A real receipt regex is its own discipline
The parser in _parse_data works on receipts that include a clean Total: $X.XX line and an ISO-shaped or slash-separated date. Real receipts are messier: handwritten, partial OCR results, multiple totals (subtotal, tax, total), date formats that vary by country, prices in multiple currencies, line items with their own dollar signs. Production receipt parsing usually leans on a specialist API (Mindee, Veryfi, Klippa) that does the layout-aware extraction for you. The regex pattern here is enough for the chapter's project; it is not enough for a billing system.

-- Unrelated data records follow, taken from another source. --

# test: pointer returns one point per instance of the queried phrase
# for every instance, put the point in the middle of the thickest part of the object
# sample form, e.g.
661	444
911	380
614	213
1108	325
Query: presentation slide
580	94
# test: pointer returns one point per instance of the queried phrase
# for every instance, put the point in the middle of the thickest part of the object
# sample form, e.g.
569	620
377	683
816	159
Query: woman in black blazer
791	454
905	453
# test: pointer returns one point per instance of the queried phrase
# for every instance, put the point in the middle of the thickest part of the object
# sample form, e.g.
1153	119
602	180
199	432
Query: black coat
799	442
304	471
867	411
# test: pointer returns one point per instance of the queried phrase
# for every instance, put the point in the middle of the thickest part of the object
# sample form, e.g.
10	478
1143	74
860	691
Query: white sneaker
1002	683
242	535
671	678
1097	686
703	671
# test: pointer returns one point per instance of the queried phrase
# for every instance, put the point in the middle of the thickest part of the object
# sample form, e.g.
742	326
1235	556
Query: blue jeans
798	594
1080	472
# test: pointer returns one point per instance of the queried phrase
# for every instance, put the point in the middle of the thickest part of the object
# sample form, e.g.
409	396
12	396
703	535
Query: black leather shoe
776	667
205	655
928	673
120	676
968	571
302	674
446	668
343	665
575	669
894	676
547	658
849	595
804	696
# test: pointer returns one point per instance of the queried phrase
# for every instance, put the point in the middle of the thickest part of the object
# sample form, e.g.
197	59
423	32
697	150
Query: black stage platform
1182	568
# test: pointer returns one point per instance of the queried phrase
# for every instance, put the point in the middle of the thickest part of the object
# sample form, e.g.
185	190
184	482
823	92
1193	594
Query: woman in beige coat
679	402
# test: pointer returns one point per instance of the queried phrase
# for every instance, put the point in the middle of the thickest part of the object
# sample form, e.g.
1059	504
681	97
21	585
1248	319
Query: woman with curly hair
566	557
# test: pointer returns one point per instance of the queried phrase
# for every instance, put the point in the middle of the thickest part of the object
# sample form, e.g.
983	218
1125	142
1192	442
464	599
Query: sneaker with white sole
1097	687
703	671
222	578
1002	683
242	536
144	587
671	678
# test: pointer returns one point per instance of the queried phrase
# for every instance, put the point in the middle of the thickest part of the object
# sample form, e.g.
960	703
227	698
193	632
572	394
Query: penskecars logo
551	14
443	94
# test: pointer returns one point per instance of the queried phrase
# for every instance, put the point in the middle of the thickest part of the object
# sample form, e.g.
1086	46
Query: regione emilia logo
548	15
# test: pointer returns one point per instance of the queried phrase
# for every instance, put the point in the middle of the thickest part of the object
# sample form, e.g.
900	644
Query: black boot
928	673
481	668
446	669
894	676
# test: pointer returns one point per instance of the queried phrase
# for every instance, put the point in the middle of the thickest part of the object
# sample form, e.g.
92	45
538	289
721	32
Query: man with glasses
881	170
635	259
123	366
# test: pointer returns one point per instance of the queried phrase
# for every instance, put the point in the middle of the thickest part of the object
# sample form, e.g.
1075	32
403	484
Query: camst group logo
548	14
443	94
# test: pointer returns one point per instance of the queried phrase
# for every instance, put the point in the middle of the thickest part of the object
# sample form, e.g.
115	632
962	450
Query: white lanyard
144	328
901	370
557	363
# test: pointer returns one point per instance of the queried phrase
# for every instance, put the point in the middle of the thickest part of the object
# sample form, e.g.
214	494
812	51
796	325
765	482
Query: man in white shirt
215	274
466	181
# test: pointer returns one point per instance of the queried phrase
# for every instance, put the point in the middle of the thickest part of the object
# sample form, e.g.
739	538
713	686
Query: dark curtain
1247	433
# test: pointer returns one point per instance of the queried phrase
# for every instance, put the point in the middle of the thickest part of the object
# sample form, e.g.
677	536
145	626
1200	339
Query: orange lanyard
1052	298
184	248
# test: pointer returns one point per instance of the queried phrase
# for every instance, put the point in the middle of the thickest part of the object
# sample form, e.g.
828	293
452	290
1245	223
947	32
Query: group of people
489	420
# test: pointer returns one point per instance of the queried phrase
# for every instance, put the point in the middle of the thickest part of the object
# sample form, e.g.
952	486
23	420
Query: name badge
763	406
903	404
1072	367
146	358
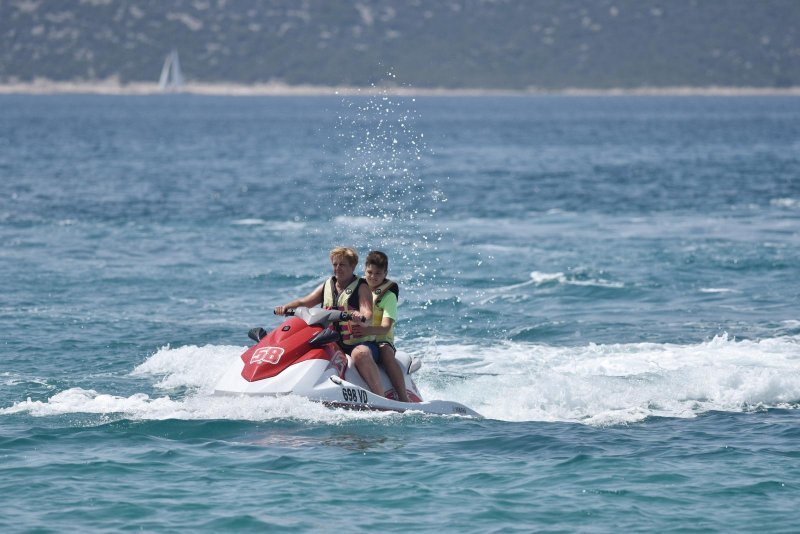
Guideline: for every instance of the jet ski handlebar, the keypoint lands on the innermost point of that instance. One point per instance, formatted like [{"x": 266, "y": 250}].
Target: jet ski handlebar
[{"x": 343, "y": 316}]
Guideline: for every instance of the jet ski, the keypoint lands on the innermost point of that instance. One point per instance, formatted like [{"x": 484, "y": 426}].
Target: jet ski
[{"x": 302, "y": 357}]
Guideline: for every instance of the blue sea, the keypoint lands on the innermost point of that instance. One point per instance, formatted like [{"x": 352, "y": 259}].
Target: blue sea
[{"x": 612, "y": 282}]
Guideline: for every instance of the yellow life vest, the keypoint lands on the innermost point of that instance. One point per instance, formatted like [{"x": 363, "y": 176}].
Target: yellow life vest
[
  {"x": 346, "y": 301},
  {"x": 377, "y": 312}
]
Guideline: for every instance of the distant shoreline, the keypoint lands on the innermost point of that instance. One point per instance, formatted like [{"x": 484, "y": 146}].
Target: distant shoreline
[{"x": 44, "y": 87}]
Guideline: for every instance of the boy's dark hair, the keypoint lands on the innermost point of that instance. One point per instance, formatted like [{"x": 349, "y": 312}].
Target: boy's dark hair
[{"x": 377, "y": 259}]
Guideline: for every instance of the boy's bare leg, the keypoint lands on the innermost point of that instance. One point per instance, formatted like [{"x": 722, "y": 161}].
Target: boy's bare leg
[{"x": 394, "y": 372}]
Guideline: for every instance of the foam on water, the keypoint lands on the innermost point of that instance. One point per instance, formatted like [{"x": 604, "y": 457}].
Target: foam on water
[
  {"x": 624, "y": 383},
  {"x": 591, "y": 384}
]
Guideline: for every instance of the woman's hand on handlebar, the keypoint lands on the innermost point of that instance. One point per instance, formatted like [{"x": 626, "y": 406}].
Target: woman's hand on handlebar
[
  {"x": 356, "y": 317},
  {"x": 358, "y": 329}
]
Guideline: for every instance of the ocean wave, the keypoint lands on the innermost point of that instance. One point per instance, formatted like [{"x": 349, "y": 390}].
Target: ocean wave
[
  {"x": 785, "y": 202},
  {"x": 717, "y": 290},
  {"x": 621, "y": 383},
  {"x": 277, "y": 226},
  {"x": 512, "y": 381}
]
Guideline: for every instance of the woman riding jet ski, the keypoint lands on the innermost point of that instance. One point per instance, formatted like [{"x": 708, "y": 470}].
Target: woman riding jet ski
[{"x": 302, "y": 357}]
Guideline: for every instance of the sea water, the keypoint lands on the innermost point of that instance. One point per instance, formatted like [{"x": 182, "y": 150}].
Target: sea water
[{"x": 612, "y": 282}]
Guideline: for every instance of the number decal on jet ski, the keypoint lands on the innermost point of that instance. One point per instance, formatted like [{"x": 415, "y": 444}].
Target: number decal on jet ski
[
  {"x": 267, "y": 355},
  {"x": 354, "y": 395}
]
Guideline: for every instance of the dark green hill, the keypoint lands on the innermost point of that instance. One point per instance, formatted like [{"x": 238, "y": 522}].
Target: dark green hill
[{"x": 447, "y": 43}]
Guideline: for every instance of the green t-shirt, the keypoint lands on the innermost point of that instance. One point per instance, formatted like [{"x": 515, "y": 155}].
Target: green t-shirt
[{"x": 388, "y": 307}]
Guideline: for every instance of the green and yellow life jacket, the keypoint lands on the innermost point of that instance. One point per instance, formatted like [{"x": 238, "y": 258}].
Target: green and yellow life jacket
[{"x": 346, "y": 301}]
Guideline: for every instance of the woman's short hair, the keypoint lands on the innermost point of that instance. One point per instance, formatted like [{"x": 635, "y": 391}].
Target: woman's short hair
[
  {"x": 345, "y": 252},
  {"x": 378, "y": 259}
]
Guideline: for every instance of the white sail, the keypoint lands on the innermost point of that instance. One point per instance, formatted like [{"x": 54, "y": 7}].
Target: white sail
[{"x": 171, "y": 76}]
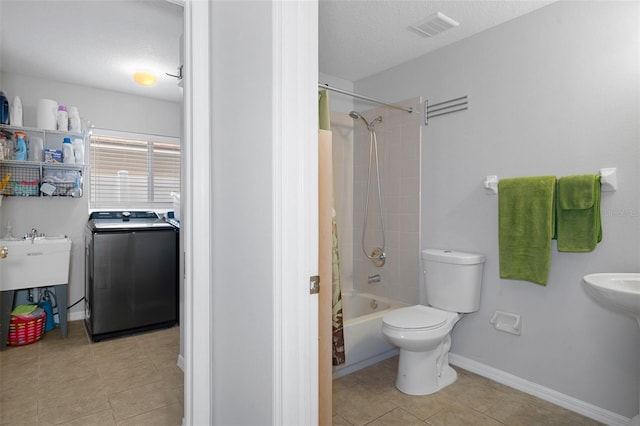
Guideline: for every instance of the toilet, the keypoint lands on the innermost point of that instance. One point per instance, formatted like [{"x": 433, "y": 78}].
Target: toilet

Synchronous now, asynchronous later
OCR.space in this example is synchronous: requests.post() holds the connection open until the server finishes processing. That is fine for snapshot-sized images and a 60-second timeout. For heavier workloads -- video transcription, bulk document scanning, anything that takes minutes -- the pattern flips to asynchronous: the upload returns a job_id immediately, your code polls a status endpoint every few seconds, and you retrieve the result when status flips to "Complete." This avoids connection timeouts and lets your app handle other work while the server processes the document. Chapter 22 covers webhooks, which let the server push that completion notification to you instead of you polling.
What you have just built
The Receipt Scanner is the load-bearing demo of the chapter, but the patterns carry directly into production work you would actually be paid for: profile-image uploaders in social apps, PDF report generators in finance tools, document scanners in expense apps. Section 7 recaps the chapter and pressure-tests the architectural calls before Chapter 22 flips the direction from outbound uploads to inbound webhook events.